Systematic Review: Quantitative Susceptibility Mapping (QSM) of Brain Iron Profile in Neurodegenerative Diseases

Iron has been increasingly implicated in the pathology of neurodegenerative diseases. In the past decade, development of the new magnetic resonance imaging technique, quantitative susceptibility mapping (QSM), has enabled for the more comprehensive investigation of iron distribution in the brain. The aim of this systematic review was to provide a synthesis of the findings from existing QSM studies in neurodegenerative diseases. We identified 80 records by searching MEDLINE, Embase, Scopus, and PsycInfo databases. The disorders investigated in these studies included Alzheimer's disease, Parkinson's disease, amyotrophic lateral sclerosis, Wilson's disease, Huntington's disease, Friedreich's ataxia, spinocerebellar ataxia, Fabry disease, myotonic dystrophy, pantothenate-kinase-associated neurodegeneration, and mitochondrial membrane protein-associated neurodegeneration.

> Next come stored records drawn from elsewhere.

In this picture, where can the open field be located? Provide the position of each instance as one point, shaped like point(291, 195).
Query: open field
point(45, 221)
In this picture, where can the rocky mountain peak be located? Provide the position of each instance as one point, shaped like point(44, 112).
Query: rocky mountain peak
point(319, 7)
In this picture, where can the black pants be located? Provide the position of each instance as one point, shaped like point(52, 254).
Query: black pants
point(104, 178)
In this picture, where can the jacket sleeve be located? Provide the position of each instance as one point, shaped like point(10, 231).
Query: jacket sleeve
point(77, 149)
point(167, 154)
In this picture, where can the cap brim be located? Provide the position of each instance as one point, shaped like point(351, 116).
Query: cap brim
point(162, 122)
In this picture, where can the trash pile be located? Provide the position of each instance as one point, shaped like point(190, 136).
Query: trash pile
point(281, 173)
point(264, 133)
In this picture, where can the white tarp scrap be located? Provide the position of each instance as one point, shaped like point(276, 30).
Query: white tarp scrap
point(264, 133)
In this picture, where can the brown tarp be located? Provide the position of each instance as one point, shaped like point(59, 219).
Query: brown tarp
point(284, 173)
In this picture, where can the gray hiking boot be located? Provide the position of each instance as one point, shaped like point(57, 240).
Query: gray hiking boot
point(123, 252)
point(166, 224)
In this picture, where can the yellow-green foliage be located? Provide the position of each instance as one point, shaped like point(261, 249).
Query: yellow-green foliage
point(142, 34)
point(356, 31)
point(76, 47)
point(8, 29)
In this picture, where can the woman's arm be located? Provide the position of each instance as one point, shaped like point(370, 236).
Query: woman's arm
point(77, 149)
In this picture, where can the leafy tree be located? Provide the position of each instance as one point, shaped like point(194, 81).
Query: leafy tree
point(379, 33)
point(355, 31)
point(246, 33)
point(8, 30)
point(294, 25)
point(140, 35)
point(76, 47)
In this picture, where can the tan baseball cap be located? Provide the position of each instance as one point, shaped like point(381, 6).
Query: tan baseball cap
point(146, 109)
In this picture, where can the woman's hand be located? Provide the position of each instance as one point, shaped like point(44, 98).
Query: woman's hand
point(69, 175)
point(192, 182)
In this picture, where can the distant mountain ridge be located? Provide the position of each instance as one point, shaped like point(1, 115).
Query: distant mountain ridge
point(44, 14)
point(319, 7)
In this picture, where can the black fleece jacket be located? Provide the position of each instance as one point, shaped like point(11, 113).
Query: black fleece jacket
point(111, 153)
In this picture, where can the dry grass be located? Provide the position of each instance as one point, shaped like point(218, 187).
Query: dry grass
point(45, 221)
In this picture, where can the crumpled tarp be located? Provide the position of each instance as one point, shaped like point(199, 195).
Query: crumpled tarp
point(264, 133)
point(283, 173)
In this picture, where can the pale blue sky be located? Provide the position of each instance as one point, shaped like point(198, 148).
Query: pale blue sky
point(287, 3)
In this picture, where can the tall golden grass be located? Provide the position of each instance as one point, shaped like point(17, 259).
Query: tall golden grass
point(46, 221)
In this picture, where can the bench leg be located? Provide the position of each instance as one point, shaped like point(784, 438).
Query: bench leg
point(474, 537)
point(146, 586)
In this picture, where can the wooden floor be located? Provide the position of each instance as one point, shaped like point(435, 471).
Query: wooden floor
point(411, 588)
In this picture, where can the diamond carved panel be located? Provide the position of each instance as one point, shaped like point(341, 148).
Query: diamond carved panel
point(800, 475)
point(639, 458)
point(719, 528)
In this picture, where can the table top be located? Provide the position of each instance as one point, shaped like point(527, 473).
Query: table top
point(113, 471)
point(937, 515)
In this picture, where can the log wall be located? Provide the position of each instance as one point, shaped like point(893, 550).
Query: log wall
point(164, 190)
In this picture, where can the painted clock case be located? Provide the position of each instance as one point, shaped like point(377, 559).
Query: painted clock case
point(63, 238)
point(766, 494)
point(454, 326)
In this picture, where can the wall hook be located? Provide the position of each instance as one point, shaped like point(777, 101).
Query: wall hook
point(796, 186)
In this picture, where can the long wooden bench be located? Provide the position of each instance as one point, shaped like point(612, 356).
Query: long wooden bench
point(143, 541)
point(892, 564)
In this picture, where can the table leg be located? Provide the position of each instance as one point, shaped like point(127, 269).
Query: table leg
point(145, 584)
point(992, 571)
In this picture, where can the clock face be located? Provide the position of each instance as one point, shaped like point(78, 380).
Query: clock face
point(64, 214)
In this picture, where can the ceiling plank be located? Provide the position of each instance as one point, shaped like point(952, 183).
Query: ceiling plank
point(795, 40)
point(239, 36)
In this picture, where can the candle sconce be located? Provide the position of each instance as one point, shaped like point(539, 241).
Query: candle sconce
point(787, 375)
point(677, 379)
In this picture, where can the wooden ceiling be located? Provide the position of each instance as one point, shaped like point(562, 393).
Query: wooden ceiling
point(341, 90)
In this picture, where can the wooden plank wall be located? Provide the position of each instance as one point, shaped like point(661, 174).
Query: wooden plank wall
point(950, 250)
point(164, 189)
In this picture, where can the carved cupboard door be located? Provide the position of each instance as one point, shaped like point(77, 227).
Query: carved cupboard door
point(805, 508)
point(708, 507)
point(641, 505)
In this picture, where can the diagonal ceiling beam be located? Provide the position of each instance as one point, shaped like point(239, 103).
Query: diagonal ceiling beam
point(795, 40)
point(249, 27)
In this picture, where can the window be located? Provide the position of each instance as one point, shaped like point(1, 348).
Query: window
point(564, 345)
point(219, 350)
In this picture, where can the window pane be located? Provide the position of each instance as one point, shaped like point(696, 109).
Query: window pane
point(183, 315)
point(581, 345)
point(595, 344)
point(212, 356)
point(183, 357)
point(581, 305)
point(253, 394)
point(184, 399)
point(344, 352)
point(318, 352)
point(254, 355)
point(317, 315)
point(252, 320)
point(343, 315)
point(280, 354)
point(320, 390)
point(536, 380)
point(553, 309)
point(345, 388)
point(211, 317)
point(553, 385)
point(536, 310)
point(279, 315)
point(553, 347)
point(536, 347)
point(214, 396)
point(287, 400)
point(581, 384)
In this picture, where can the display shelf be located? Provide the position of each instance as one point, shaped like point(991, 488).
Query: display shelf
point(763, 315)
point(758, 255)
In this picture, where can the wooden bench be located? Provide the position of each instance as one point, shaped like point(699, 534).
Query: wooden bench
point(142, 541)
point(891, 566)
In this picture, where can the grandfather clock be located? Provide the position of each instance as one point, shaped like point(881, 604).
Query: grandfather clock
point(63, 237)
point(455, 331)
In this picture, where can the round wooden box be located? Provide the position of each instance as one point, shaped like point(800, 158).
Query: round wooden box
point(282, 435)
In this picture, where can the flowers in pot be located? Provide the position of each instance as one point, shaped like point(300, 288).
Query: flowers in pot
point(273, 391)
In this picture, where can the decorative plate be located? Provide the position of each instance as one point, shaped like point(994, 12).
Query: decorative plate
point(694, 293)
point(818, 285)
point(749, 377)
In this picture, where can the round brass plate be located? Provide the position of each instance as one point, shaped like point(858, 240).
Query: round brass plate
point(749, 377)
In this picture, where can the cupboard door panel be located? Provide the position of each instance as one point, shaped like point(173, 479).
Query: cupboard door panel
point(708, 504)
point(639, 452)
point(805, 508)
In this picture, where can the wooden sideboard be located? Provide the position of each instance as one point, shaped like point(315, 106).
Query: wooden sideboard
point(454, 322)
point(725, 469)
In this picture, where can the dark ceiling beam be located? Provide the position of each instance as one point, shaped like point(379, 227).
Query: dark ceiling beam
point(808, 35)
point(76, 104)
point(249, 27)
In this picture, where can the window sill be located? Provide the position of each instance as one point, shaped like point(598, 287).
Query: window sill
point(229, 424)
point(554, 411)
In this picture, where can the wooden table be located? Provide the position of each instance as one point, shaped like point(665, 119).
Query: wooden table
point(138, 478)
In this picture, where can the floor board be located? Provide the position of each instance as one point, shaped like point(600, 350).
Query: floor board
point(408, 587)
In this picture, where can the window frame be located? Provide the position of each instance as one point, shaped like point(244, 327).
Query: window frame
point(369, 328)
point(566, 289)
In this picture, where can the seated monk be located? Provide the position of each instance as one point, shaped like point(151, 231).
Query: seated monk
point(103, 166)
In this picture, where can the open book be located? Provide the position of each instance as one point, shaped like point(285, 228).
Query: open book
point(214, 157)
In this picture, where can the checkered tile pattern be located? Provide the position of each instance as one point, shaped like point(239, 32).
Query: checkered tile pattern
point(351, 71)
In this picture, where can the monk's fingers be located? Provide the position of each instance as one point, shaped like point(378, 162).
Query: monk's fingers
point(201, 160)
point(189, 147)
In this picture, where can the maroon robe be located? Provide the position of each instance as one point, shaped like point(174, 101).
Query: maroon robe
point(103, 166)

As a general pattern, QSM revealed increased magnetic susceptibility (suggestive of increased iron content) in the brain regions associated with the pathology of each disorder, such as the amygdala and caudate nucleus in Alzheimer's disease, the substantia nigra in Parkinson's disease, motor cortex in amyotrophic lateral sclerosis, basal ganglia in Huntington's disease, and cerebellar dentate nucleus in Friedreich's ataxia. Furthermore, the increased magnetic susceptibility correlated with disease duration and severity of clinical features in some disorders. Although the number of studies is still limited in most of the neurodegenerative diseases, the existing evidence suggests that QSM can be a promising tool in the investigation of neurodegeneration.

Automated summary

Iron has been increasingly implicated in the pathology of neurodegenerative diseases. The development of QSM technique allows for more comprehensive investigation of iron distribution in the brain. Existing studies have shown increased magnetic susceptibility in brain regions associated with different neurodegenerative disorders, indicating potential for QSM as a promising tool in investigating neurodegeneration.